Denée Jackson (she/her)

Headshot of Denee smiling at the camera, sitting down and wearing a yellow dress

Beginning in college, I found myself deeply and urgently immersed in racial justice equity work, which informed all of my career choices and a lot of how I spend my time and live my life. I identify as an abolitionist and transformative justice practitioner and really try to ground in truth and love in everything that I do. I lean into this work imperfectly: I believe in a vulnerable and brave commitment to centering the most marginalized communities which requires the space to learn from mistakes and collaboratively remain accountable to them. My approach is gentle, direct, and always with care.

I’m from Connecticut where I attended UConn for my bachelors in Communications and Africana Studies and my masters in Higher Education and Student Affairs. I came to Tucson in July 2019 to work on an initiative to increase retention rates for men of color at a university. And most recently, starting …& Liberation has been one of the greatest joys (and challenges) of my life. I love creating magic learning moments with partners in the community, co-creating liberatory practices in our little microcosms that make ripples into larger society.

Consulting areas: racial equity, LGBTQ+ equity, gender equity, organizational structure and alignment, conflict and healing

Joshua Hamilton (he/him)

headshot of Joshua Hamilton outside with a denim button up shirt and smiling

I identify as a Black man, and my understanding of Blackness is constructed through a Black feminist lens that centers care and love at the core of my work.
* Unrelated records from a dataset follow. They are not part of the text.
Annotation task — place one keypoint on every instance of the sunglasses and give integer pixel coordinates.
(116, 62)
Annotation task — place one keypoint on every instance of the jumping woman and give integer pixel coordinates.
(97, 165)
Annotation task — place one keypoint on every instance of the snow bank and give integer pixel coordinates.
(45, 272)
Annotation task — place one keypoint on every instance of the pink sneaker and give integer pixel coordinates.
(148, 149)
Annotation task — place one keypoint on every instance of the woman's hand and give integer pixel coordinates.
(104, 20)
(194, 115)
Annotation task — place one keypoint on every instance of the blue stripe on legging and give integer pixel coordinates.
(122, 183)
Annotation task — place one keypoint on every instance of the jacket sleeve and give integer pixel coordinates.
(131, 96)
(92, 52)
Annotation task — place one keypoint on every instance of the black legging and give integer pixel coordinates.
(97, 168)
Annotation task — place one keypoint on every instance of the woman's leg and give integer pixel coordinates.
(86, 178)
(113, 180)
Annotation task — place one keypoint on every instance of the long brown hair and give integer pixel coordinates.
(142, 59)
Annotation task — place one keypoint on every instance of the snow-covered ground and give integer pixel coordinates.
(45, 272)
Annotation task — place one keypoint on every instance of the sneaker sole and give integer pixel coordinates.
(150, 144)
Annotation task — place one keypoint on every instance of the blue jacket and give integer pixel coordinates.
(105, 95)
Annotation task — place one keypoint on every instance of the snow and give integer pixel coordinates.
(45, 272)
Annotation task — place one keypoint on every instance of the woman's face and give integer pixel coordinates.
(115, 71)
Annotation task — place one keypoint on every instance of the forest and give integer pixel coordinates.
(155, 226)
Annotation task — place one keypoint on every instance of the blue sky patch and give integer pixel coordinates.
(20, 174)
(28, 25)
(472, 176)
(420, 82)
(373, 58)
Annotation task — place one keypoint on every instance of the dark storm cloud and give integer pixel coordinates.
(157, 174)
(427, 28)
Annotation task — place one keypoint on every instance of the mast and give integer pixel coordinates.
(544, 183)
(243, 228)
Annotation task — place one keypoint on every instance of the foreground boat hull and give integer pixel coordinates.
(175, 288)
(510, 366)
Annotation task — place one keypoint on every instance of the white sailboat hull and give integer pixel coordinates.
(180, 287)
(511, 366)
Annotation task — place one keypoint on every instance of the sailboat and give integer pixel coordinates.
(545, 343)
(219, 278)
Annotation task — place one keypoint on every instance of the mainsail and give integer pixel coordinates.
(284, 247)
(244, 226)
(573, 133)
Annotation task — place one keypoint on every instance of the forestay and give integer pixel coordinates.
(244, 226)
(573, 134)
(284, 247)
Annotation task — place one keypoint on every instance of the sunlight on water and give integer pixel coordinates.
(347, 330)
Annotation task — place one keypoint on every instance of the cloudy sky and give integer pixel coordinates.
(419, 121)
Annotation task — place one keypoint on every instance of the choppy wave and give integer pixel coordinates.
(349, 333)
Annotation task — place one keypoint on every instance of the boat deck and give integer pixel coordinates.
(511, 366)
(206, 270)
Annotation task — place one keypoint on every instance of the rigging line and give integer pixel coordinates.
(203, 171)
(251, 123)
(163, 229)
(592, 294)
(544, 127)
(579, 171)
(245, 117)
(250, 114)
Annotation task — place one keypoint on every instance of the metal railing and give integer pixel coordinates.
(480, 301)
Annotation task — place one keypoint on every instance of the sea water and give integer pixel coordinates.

In my third year of college, I had the experience of leading a student organization that provided mentorship and academic support to marginalized students living in the local community. Since then, I’ve been able to deconstruct how we do “feel good work” and complicate it with folks that I work with during workshops and presentations. In addition to doing my personal work to unlearn patriarchy, I’ve been able to facilitate gender work with men of color in a university setting. Conducting this work has led me to become an abolitionist, and informs my beliefs toward creating alternatives to structures that center punitive and punishment responses. We are all impacted by patriarchy, as well as the other various isms, so working to interrogate and dismantle these spaces creates a better world for all of us. My approach when providing trainings and workshops involves utilizing one on one settings, small teams, and large organizational spaces to uplift and liberate those living on the margins of society.

I am originally from Texas where I attended the University of North Texas for my bachelors in kinesiology. I also hold a master’s degree in Higher Education from Arizona State University and I am currently finishing up a Doctorate in Educational leadership from Northern Arizona University.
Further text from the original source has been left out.